Aux Pays-Bas en revanche, la campagne de vaccination a démarré. Les douze foyers détectés sont concentrés sur une petite région et l’on espère que ces mesures seront suffisantes pour venir à bout de l’épizootie.
En France, on espère raisonnablement que l’épizootie est contenue et l’on se réjouit d’avoir pu « limiter les dégâts ». Les procédures d’abattage préventif semblent avoir porté leur fruit et la levée de l’embargo pourrait être décidée plus rapidement que prévu.

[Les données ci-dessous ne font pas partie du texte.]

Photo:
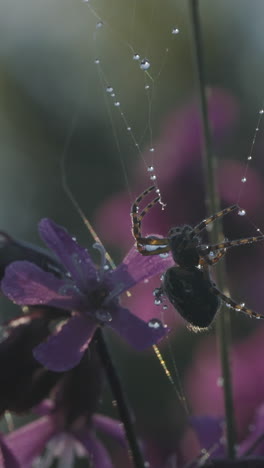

Les américains ont annoncé avoir mis au point un nouveau test de dépistage de la maladie. Il permet une lecture des résultats en 90 minutes seulement, au lieu des deux jours avec le test actuel. Des essais seront pratiqués prochainement en Grande-Bretagne et devraient permettre de réagir beaucoup plus vite, et d’éviter ainsi l’abattage systématique des troupeaux en cas d’apparition d’un foyer de fièvre aphteuse.
Par ailleurs, les chercheurs du PIADC (Centre des maladies animales) travaillent également sur la mise au point d’un vaccin qui permettrait la différenciation des animaux malades de ceux qui sont simplement porteurs des anticorps. Rappelons que c’est cette absence de différenciation que n’offrent pas les vaccins actuels qui a conduit à suspendre la vaccination dès 1991 au niveau de l’Europe. Mais l’annonce américaine ne résoudra pas pour autant la crise actuelle. Il faudra en effet encore trois à cinq ans pour que ce nouveau vaccin soit mis au point et utilisable à grande échelle.